Teniers's paintings were theatrical rather than literal. The settings varied, and so did the specific masterpieces shown. The large rooms not only displayed the collections, but also the collector and significant members of his court – and his dogs.
In the example shown here, Teniers prominently portrays himself holding a drawing and standing behind a table that once belonged to Emperor Rudolph II in Prague.
Teniers must have known that this particular painting of the Archduke's collection was intended as a gift for his cousin, King Philip IV of Spain. The artist included certain paintings that would have appealed to Philip or that perhaps rivaled his own art collection.
The composition of this painting is also different from other treatments of the subject. It is symmetrical and includes a partly opened door at the back, through which can be glimpsed another gallery containing further paintings.

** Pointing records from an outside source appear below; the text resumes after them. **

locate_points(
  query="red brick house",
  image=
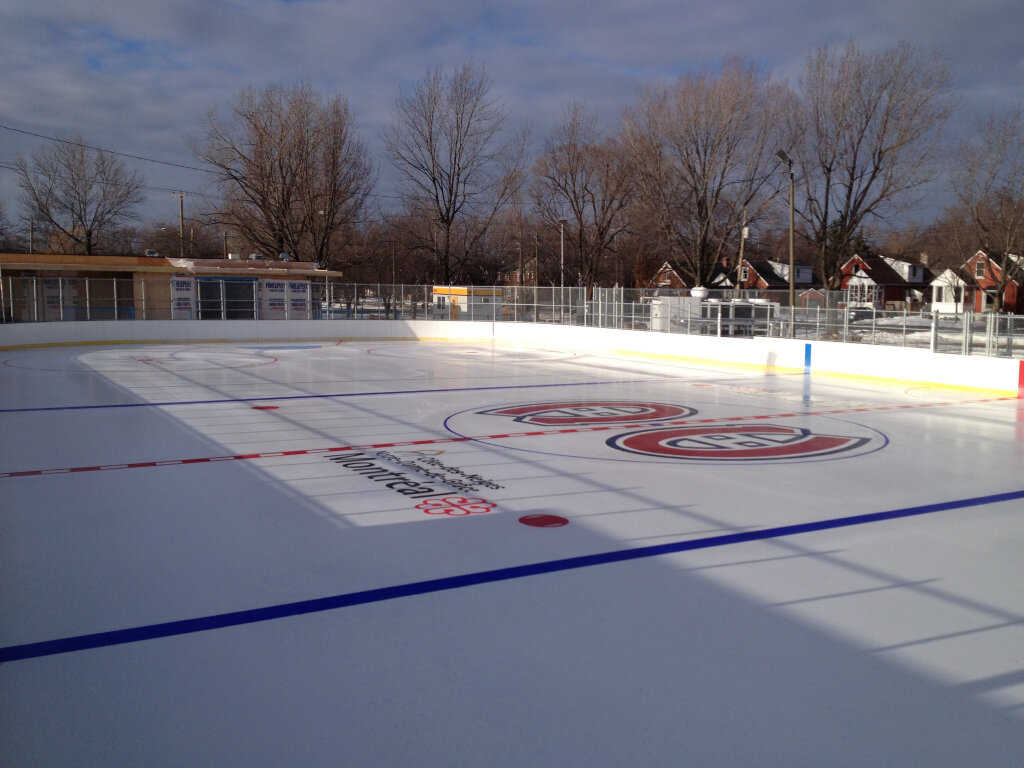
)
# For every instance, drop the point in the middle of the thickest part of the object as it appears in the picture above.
(885, 283)
(983, 273)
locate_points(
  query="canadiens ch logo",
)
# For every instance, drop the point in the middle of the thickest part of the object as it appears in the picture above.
(740, 443)
(579, 413)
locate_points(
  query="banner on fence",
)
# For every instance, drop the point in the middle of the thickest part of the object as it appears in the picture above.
(298, 299)
(182, 297)
(273, 298)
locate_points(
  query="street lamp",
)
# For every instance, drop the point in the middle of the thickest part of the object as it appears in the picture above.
(793, 303)
(561, 266)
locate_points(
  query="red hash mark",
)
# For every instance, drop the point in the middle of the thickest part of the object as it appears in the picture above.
(455, 506)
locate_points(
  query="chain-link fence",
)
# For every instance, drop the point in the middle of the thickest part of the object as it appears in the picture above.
(818, 315)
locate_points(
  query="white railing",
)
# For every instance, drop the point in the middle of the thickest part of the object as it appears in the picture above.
(731, 313)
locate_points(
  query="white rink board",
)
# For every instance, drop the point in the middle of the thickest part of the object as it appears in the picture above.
(312, 553)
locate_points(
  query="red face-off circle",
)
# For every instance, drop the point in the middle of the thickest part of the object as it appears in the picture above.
(544, 521)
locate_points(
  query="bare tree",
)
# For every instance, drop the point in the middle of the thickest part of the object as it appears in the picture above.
(77, 194)
(293, 175)
(454, 167)
(702, 152)
(989, 185)
(584, 177)
(863, 133)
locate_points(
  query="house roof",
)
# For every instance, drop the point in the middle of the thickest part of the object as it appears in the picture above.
(886, 270)
(50, 262)
(766, 270)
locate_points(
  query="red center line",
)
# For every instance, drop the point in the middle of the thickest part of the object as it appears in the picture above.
(443, 440)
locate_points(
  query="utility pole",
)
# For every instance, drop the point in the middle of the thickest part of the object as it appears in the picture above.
(181, 221)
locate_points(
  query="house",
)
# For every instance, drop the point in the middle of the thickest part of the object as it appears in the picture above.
(983, 273)
(774, 275)
(667, 276)
(59, 287)
(885, 283)
(947, 292)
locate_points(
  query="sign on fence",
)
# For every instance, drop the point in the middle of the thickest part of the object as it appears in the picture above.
(182, 297)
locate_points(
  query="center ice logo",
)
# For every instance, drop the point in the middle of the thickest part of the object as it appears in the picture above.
(659, 431)
(737, 442)
(590, 412)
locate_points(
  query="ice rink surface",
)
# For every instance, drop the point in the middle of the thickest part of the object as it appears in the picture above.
(445, 554)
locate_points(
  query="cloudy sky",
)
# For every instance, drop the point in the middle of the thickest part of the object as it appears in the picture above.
(137, 76)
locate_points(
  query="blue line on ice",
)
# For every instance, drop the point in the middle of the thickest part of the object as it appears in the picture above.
(236, 619)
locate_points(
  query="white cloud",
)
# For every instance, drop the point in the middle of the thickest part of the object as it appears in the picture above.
(139, 75)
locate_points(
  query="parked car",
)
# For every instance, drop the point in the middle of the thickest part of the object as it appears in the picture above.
(855, 315)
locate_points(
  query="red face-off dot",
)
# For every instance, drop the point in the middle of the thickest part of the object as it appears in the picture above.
(544, 521)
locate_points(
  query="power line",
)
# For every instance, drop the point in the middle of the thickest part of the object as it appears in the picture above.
(109, 152)
(13, 169)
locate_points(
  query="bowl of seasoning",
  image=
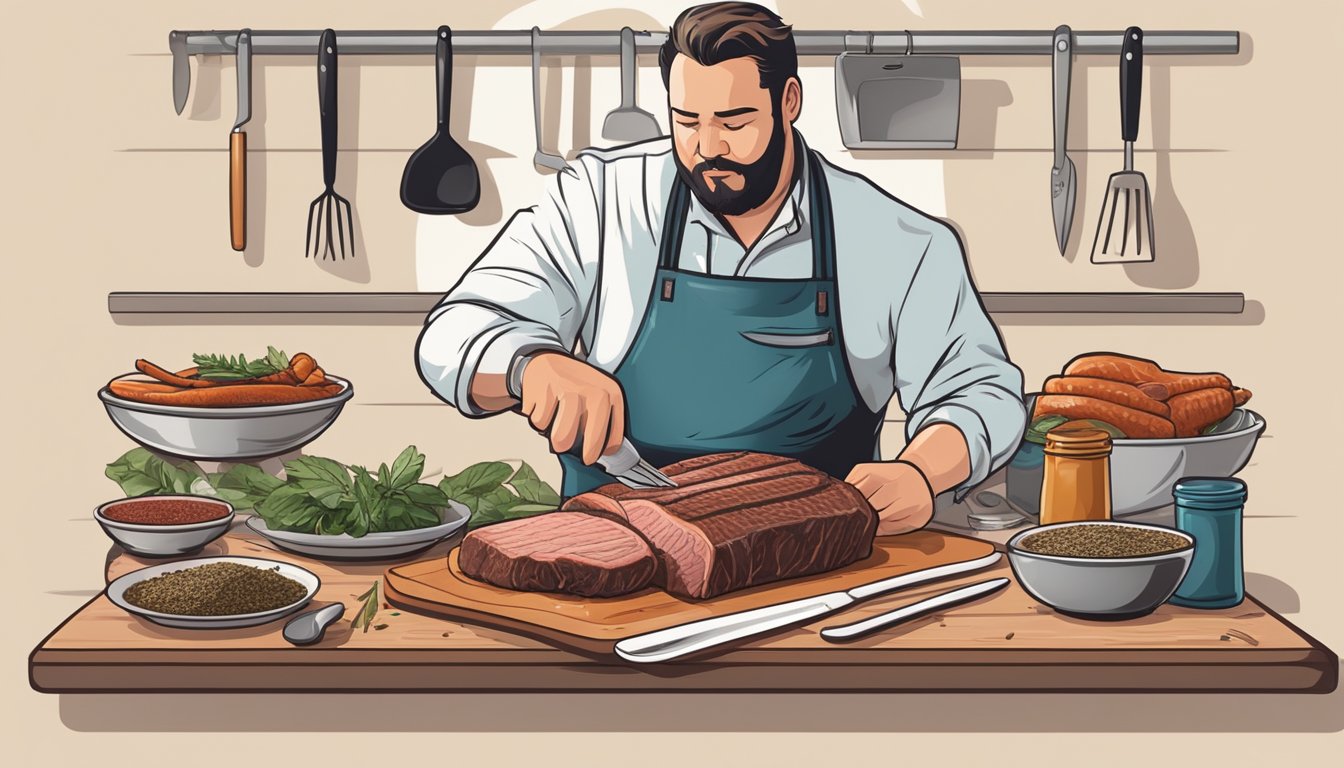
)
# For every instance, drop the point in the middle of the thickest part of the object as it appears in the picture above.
(1101, 569)
(164, 526)
(215, 592)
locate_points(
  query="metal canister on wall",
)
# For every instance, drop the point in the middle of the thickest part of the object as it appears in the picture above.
(1211, 510)
(1075, 484)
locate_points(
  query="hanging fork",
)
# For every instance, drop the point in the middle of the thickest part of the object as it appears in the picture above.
(328, 205)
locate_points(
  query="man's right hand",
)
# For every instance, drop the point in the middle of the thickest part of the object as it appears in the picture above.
(574, 404)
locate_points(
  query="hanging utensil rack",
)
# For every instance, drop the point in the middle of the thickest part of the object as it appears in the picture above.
(809, 42)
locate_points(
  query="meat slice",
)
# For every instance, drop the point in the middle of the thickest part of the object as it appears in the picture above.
(741, 519)
(561, 552)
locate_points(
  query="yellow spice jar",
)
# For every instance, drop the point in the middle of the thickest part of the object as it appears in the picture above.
(1075, 484)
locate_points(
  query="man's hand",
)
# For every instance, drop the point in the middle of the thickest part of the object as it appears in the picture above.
(574, 404)
(898, 492)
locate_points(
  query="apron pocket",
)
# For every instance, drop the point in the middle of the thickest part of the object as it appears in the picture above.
(789, 339)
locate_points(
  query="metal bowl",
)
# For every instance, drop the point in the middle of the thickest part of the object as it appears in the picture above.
(225, 433)
(1143, 472)
(117, 593)
(164, 541)
(1105, 588)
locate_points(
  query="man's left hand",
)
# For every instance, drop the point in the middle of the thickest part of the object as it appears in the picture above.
(898, 492)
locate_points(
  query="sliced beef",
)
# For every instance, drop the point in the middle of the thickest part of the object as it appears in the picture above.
(561, 552)
(741, 519)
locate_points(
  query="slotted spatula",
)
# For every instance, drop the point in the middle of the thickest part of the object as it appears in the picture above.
(1130, 238)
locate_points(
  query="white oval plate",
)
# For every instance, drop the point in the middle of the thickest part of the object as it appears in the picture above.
(117, 593)
(371, 546)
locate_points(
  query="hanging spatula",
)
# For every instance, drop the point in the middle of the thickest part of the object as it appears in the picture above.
(1126, 194)
(629, 123)
(441, 178)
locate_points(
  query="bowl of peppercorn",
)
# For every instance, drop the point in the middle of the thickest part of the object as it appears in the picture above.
(1101, 569)
(164, 526)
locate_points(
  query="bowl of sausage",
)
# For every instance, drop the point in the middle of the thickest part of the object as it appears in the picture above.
(1164, 425)
(226, 413)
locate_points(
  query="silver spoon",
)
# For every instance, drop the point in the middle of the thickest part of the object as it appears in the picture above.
(309, 627)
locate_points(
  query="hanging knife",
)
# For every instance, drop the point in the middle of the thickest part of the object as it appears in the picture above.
(180, 70)
(683, 639)
(1063, 178)
(238, 147)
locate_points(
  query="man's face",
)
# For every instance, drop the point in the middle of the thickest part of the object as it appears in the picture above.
(727, 133)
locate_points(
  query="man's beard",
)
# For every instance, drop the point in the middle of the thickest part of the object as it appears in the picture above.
(758, 179)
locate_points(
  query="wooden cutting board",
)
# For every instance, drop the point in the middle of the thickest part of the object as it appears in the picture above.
(437, 587)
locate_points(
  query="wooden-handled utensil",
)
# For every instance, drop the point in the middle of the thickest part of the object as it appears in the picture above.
(238, 147)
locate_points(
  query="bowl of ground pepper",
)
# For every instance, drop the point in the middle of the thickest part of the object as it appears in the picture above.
(214, 592)
(1101, 569)
(164, 526)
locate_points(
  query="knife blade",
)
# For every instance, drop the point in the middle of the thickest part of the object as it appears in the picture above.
(856, 630)
(683, 639)
(1063, 176)
(180, 70)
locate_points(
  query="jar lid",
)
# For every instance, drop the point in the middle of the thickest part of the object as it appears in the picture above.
(1083, 443)
(1210, 492)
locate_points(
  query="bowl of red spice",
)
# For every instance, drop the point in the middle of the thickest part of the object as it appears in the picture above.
(164, 526)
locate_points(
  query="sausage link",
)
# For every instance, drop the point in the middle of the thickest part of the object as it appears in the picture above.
(1132, 421)
(1120, 393)
(1195, 410)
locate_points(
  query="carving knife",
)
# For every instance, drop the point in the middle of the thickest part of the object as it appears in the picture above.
(1063, 178)
(238, 147)
(683, 639)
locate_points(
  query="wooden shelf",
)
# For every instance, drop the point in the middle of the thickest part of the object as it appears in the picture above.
(132, 303)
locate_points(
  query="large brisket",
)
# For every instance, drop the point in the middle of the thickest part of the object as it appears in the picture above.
(739, 519)
(561, 552)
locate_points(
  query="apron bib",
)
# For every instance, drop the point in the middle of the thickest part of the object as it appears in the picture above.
(741, 363)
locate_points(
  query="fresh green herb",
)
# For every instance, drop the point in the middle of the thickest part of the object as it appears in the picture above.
(226, 367)
(325, 496)
(493, 491)
(1038, 429)
(366, 613)
(140, 472)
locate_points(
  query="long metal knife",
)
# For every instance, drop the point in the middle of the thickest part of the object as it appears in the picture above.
(238, 147)
(1063, 176)
(683, 639)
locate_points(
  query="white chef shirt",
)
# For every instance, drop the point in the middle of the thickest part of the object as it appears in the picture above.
(579, 266)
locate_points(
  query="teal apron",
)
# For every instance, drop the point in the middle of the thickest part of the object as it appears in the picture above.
(741, 363)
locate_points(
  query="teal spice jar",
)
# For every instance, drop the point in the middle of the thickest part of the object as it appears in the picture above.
(1210, 510)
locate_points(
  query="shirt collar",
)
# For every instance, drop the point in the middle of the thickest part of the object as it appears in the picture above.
(792, 215)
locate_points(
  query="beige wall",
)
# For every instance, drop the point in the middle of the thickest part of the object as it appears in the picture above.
(108, 190)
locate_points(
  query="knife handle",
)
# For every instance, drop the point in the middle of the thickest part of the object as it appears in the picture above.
(1130, 81)
(238, 188)
(1062, 54)
(856, 630)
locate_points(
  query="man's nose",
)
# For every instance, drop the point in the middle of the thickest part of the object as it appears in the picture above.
(711, 143)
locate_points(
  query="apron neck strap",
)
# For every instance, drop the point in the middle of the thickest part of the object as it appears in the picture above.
(819, 215)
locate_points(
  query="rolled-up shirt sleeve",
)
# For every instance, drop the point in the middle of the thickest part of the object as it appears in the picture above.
(949, 362)
(528, 291)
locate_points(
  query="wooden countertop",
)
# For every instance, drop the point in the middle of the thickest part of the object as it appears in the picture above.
(1004, 643)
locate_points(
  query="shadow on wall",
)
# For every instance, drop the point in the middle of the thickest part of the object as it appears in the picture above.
(717, 713)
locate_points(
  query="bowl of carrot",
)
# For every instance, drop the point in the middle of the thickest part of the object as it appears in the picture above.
(227, 409)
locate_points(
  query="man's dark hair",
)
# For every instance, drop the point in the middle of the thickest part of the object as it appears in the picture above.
(715, 32)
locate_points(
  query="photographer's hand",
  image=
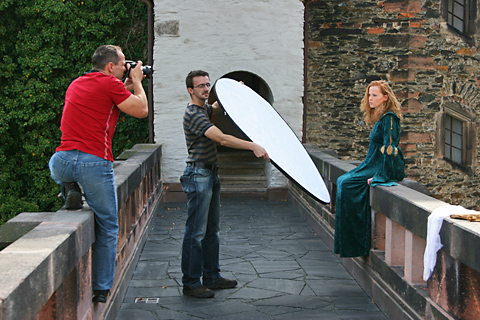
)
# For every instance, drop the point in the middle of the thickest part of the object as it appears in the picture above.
(135, 74)
(136, 105)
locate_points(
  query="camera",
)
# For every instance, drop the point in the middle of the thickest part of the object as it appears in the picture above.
(147, 70)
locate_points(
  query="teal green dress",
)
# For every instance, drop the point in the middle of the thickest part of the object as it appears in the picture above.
(385, 164)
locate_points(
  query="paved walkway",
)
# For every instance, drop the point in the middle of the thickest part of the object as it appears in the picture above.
(284, 270)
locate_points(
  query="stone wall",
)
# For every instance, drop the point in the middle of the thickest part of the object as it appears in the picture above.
(262, 38)
(350, 43)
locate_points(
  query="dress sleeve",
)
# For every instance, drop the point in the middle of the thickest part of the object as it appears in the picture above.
(392, 165)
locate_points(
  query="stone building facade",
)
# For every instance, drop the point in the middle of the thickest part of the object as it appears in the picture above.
(427, 51)
(258, 42)
(315, 59)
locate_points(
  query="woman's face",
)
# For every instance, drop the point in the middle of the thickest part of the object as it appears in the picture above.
(375, 97)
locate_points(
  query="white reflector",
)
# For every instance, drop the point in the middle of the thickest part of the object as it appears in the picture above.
(263, 125)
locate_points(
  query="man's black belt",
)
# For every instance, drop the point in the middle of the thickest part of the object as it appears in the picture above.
(204, 165)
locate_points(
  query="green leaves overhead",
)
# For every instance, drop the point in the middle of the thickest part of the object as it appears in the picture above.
(44, 45)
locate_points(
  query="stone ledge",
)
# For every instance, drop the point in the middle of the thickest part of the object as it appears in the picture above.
(37, 263)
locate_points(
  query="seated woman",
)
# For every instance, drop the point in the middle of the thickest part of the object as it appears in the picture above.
(383, 165)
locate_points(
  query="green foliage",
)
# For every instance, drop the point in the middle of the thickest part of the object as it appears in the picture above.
(44, 45)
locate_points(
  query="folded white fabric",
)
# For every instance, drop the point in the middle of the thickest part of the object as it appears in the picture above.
(434, 224)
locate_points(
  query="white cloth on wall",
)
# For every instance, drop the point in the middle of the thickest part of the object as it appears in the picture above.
(434, 225)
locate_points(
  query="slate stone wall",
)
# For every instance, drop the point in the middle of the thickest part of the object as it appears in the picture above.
(407, 43)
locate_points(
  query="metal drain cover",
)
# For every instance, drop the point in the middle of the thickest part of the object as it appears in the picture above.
(147, 300)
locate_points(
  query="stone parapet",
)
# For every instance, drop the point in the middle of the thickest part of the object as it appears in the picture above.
(392, 273)
(46, 258)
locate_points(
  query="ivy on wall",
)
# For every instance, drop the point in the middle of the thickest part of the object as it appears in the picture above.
(44, 45)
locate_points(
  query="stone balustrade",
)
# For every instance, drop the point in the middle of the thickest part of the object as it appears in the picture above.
(393, 272)
(46, 258)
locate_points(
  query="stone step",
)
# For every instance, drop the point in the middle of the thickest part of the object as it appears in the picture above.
(244, 180)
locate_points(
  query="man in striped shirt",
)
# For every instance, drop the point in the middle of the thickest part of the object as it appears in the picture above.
(200, 182)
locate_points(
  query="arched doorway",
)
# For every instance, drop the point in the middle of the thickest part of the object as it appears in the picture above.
(240, 171)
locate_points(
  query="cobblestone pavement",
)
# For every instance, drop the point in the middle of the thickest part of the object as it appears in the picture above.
(283, 269)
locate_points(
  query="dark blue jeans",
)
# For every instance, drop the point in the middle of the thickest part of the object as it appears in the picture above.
(96, 177)
(201, 244)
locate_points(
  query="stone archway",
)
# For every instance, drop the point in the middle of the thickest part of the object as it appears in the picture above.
(240, 171)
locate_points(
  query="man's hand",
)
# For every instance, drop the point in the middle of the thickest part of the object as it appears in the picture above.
(136, 74)
(260, 152)
(216, 108)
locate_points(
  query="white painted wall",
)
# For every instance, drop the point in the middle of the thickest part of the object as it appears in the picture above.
(264, 37)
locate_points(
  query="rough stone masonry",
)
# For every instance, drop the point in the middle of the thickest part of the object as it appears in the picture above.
(432, 69)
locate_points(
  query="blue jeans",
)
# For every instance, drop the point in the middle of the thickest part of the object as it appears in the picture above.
(95, 175)
(201, 243)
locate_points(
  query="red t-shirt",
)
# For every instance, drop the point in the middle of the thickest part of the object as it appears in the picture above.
(90, 114)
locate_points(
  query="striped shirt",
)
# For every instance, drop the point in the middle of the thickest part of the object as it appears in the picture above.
(196, 122)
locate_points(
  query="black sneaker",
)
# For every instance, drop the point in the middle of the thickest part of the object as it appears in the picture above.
(222, 283)
(73, 200)
(198, 292)
(100, 296)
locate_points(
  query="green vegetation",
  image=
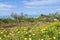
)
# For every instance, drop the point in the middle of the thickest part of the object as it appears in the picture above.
(20, 27)
(48, 32)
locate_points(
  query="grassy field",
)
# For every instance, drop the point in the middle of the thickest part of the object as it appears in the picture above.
(46, 32)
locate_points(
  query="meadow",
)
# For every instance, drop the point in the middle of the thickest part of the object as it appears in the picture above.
(46, 32)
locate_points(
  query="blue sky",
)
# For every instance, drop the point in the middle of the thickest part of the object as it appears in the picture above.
(30, 7)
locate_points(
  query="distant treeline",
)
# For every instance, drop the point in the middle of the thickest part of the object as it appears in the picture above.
(23, 19)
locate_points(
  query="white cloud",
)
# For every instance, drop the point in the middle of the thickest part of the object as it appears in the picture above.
(4, 6)
(39, 3)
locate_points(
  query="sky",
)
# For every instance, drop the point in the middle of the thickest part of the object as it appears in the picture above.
(30, 7)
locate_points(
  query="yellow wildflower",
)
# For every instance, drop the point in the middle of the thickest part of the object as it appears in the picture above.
(0, 38)
(54, 37)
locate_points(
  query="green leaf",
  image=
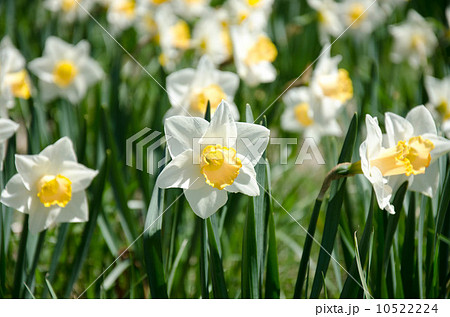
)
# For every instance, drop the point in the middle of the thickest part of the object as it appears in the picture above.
(216, 269)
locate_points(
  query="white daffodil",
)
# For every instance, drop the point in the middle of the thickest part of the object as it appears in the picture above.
(190, 9)
(330, 83)
(211, 159)
(173, 34)
(14, 79)
(71, 10)
(7, 129)
(211, 36)
(438, 91)
(254, 53)
(362, 16)
(309, 114)
(414, 40)
(50, 186)
(408, 152)
(190, 89)
(329, 19)
(121, 15)
(254, 13)
(65, 70)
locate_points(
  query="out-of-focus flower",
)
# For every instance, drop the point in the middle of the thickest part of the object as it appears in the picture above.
(438, 91)
(50, 186)
(190, 89)
(254, 53)
(121, 15)
(211, 159)
(7, 129)
(362, 16)
(70, 10)
(329, 20)
(414, 40)
(65, 70)
(211, 36)
(329, 82)
(411, 153)
(14, 79)
(190, 9)
(253, 13)
(173, 34)
(308, 114)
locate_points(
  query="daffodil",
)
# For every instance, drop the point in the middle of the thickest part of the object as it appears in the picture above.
(121, 15)
(50, 186)
(174, 36)
(329, 82)
(211, 36)
(254, 53)
(70, 10)
(211, 159)
(14, 79)
(190, 89)
(7, 129)
(361, 16)
(414, 40)
(438, 91)
(308, 114)
(330, 22)
(407, 152)
(65, 70)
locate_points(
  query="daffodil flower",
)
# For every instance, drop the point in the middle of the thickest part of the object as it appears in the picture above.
(438, 91)
(408, 152)
(190, 89)
(330, 22)
(414, 40)
(7, 129)
(254, 53)
(65, 70)
(309, 114)
(50, 186)
(70, 9)
(211, 159)
(329, 82)
(14, 79)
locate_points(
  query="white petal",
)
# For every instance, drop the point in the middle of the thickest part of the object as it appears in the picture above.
(252, 140)
(80, 176)
(245, 182)
(31, 168)
(205, 200)
(222, 129)
(181, 133)
(76, 210)
(181, 172)
(421, 120)
(16, 195)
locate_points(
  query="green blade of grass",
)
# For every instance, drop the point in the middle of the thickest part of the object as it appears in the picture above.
(216, 269)
(94, 208)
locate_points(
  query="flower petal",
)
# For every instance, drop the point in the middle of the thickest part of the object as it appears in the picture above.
(205, 200)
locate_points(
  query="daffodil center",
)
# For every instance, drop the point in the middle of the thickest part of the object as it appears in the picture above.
(54, 190)
(262, 51)
(408, 158)
(64, 73)
(127, 8)
(212, 93)
(181, 35)
(219, 165)
(19, 84)
(67, 5)
(356, 14)
(340, 88)
(302, 113)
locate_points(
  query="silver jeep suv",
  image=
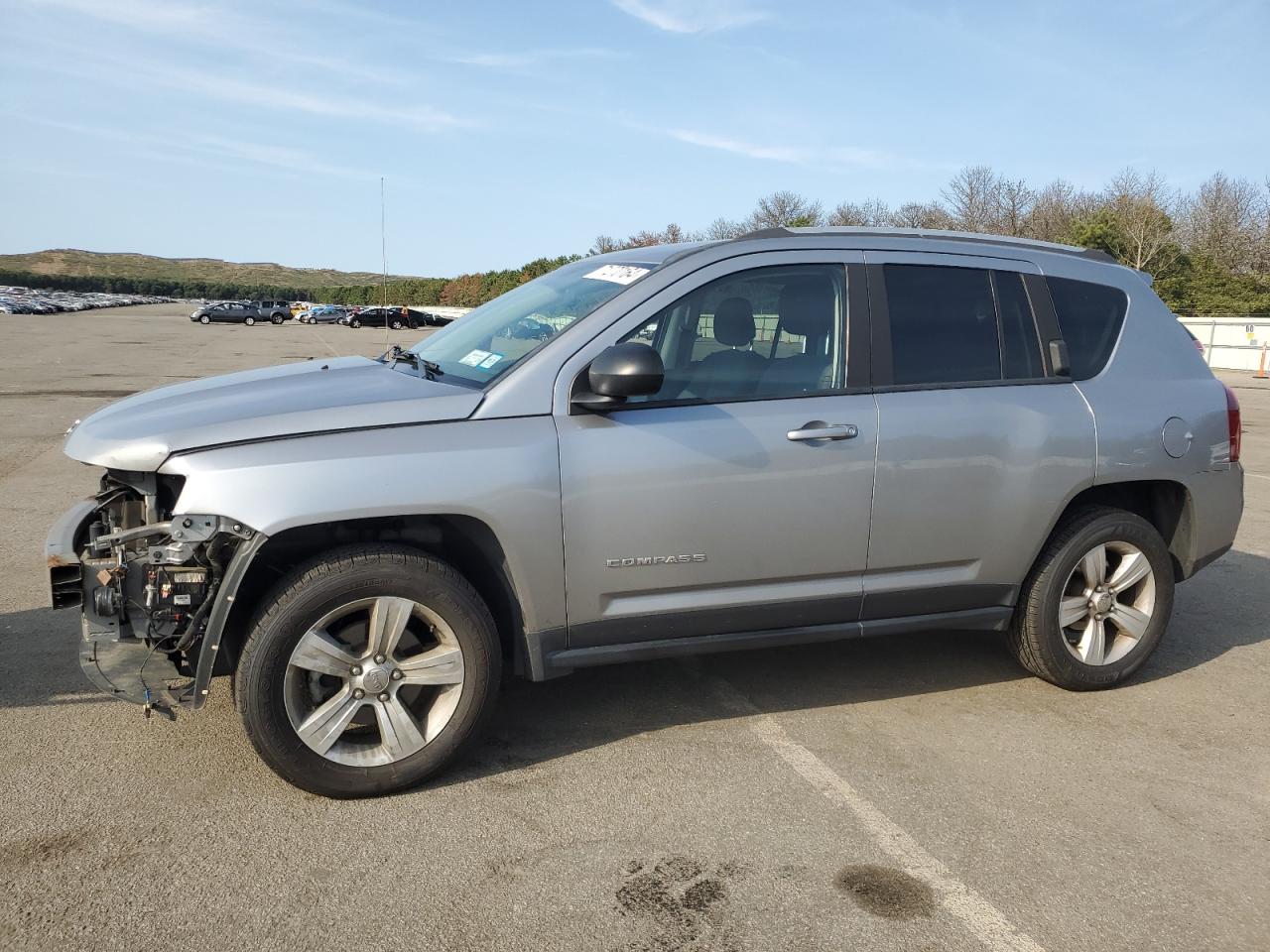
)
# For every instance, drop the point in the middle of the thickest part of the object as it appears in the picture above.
(797, 435)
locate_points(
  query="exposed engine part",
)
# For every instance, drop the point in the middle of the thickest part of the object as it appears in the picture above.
(149, 579)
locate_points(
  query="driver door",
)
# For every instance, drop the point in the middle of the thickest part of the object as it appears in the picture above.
(714, 507)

It seems more than a coincidence that Velázquez, Philip's court painter, would have seen Teniers's painting before he painted "Las Meninas" in 1656. The Teniers was dispatched to Madrid in 1651 or 1652 and was seen and described there by Lázaro del Valle in 1653. "Las Meninas" similarly draws the viewer into it by means of a half-opened door at the back of a large state room.
• 'David Teniers and the Theatre of Painting' is on view at the Courtauld Institute of Art Gallery in London until Jan. 21, 2007.